# Explanation of a remark of Gauss on exceptional cases of conformal mappings

In his letter to Hansen (december 11, 1825), Gauss responds to several questions asked by Hansen about his recent 1822 publication ("A general solution to the problem of mapping the parts of a given surface onto another surface such that the image and the mapped part are similar in the smallest parts"), and writes:

You are quite right, that the essential condition in every map-projection is the infinitesimal similarity, a condition which should be discarded only in very special cases of need.

Reading more into this letter, i saw that Gauss gives some details about this remark, and says that the exceptions mentioned by him arise when there are singular points on the surfaces (i should have included a translation of Gauss's letter, but google translate gives too bad translation). Unfortunately, and i know this might look like a basic question to some readers here, i don't understand why exceptions arise near singular points.

In my reading of articles about the ideas of Gauss and his followers, I had seen that this letter to Hansen is mentioned and cited many times, not in the context of my question, but as a kind of historical document that traces his own perspective of many of his discoveries (issues mentioned in this letter include the meaning of $$\sqrt{-1}$$ and the metaphysics of space). Since this letter belongs to a period of intensive occupation with differential geometry, and since it was around this time that Gauss tried to classify "tract figures" (singular curves that arise as projections of knots into the plane) in plane, i suspect there might be interesting connections of this remark to his other activities. Anyway, my last statement is entirely speculation, and and i'd rather prefer to concentrate at giving an explanation to Gauss's remark in the context of conformal mappings.

Any explanation\usefull comment will be blessed!

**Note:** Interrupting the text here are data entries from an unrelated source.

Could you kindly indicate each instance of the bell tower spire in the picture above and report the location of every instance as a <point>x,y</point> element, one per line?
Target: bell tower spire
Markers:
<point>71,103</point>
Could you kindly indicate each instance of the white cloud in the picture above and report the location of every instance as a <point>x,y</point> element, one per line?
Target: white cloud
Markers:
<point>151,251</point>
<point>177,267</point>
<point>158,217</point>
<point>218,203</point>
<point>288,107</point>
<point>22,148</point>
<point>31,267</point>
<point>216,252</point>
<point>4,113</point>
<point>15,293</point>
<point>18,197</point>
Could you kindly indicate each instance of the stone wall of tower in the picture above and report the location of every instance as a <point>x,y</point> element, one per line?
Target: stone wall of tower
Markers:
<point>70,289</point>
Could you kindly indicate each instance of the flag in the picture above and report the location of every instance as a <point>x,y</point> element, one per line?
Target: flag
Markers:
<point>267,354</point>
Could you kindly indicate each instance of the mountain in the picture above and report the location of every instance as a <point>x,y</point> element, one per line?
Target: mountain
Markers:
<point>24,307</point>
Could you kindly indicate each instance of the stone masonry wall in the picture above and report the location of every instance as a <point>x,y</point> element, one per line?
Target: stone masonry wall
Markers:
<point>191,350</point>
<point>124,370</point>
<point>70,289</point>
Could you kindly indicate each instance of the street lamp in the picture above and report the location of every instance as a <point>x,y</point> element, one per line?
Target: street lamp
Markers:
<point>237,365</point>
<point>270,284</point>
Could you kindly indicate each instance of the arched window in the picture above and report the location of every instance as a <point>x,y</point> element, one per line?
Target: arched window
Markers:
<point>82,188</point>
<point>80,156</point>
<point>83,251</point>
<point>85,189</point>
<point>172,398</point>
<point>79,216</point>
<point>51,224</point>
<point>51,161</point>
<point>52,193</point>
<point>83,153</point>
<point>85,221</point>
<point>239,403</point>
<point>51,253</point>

• Think about mapping a cone to the plane: Such map can be chosen to be conformal everywhere except at the tip of the cone. – Moishe Kohan Mar 27 at 0:53
• @Moishe Kohan - as far as i understand, there are several kinds of singularities - cuspidal points pf infinite Gauss curvature, and points where the surface intersects himself. Assuming that Gauss was refering to singular points of the first kind, i still find it hard to imagine why infinite Gauss curvature (at the singular point) implies that conformal mappings cannot include it. Can you elaborate your comment a bit more? – user2554 Mar 27 at 11:49

First of all, one would need to define the meaning of conformality of a map $$f$$ from a nonregular surface $$S$$ to the plane at points $$p$$ of where $$S$$ is non-regular. This is actually a nontrivial issue. One possibility is to use the "tangent cone" (if it exists, which is not always the case!) $$C_p(S)$$, and then require for the map $$f$$ to preserve angles between the directions. In the example of the cone that I gave you in my comment and , $$C_p(S)$$ is $$S$$ itself. Hence, there is no chance for a conformal map to the plane because the total angle of the cone at $$p$$ is $$<2\pi$$. There are other examples, where $$C_p(S)$$ is actually 1-dimensional (cuspidal singularities). One can give examples of non-regular surfaces with tangent cones isometric to the plane. Could Gauss handle these? No: His achievement was actually quite spectacular, he proved that for real-analytic regular surfaces, the metric is locally conformally flat. However, he could not even handle the case of infinitely-differentiable surfaces (or metrics).
Gauss' work set off a long chain of developments, documented for instance in this Wikipedia article, which culminated in the Measurable uniformization theorem. The modern viewpoint on this issue is to work within a suitable Sobolev space ($$W^{2,1}$$). But Gauss simply did not have the tools needed to overcome the difficulties that one has to deal with in the singular case.